Monday, April 13, 2020

Week 11 Story: Igloo Spirits

Depiction of  one of the various spirit hybrids

Long ago there was a small village that was home to a simple Inuit tribe, who had one strange habit, when they would bury their dead they would do so by throwing them out into sea. This tradition had gone on for as long as all the village elders could remember or even remember hearing from their elders as this was the way of life for the tribe until one fateful night. There seemed to be a faint clicking in the distance, but no one stirred at first as the noise was so far away. The noise persisted though, where it at first only clicked every couple of minutes it grew to two minutes, then one minute. The noise grew louder each time as well until it almost became a sort of pounding and this had caused the whole village to wake up and go out to the nearby sheet of ice where they would fish. Underneath the sheet of ice they could see what seemed to be spirits in the form of various animals that also resembled many of the past tribe members that the current members remember taking out to the sea.
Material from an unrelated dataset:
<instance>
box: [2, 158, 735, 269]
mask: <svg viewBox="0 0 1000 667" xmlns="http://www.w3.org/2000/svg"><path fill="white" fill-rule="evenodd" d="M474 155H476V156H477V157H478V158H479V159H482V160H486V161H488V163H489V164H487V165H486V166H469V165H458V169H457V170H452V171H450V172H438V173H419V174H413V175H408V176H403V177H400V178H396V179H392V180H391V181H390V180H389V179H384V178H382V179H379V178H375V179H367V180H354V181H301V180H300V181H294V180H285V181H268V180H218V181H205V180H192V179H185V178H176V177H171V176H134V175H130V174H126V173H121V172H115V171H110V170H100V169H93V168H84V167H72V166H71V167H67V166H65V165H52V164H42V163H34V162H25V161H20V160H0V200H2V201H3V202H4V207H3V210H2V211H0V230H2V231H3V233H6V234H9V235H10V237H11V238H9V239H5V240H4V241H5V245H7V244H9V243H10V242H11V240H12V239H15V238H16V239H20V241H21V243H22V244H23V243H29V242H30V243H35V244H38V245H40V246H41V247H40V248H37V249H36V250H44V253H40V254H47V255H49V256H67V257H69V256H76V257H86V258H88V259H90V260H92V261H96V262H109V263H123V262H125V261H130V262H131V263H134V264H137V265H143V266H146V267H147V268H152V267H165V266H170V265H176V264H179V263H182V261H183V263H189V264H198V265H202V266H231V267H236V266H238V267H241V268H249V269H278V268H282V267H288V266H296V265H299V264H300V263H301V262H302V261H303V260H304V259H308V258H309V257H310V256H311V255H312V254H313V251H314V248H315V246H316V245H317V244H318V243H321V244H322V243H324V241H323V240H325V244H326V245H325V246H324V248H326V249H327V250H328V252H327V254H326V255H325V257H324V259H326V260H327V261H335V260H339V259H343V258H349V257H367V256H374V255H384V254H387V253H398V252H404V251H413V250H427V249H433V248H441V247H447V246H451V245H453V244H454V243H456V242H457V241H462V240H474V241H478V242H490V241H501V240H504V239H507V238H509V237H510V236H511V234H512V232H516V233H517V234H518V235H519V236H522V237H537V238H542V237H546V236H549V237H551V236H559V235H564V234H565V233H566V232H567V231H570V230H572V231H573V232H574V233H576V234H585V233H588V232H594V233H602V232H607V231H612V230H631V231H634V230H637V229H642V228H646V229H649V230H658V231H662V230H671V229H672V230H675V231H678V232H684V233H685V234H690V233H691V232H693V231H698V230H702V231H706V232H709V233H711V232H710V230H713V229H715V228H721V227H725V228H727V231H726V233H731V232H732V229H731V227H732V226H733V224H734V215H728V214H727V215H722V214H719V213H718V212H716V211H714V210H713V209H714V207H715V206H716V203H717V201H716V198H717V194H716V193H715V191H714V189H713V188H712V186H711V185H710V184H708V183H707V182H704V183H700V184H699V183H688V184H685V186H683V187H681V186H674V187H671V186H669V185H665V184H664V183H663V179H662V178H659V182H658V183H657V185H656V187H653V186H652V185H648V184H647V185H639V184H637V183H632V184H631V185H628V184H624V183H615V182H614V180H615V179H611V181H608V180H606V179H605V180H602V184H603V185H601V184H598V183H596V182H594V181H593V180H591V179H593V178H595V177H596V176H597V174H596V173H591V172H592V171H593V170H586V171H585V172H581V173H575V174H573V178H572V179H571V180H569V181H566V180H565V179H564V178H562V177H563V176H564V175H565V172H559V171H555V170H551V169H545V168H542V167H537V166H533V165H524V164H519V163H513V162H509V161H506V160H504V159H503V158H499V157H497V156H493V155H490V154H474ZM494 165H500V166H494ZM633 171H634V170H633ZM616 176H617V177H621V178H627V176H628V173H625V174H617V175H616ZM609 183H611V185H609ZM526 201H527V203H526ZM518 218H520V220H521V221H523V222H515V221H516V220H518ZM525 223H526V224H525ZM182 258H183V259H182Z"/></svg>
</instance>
Everyone in the tribe was overjoyed to see something so beautiful and to be reunited in a sense with all of the people that had lost over the many different years, but it felt like the spirits became more of a work of art rather than a free spirit so the tribe began to bury their dead in the snow and earth to cease the spirits, but some say if you go out onto a sheet of ice late enough you can still see the old Inuit spirits trapped under the ice.

Bibliography:
(http://mythfolklore.blogspot.com/2014/03/eskimo-folk-tales-papik-who-killed-his.html from the UN-Textbook)

Author's Notes:
Focused the story more on the spirits and not on the actual tribe members like in the original and had the passively end the story rather than the spirit coming back to kill one of the tribe members.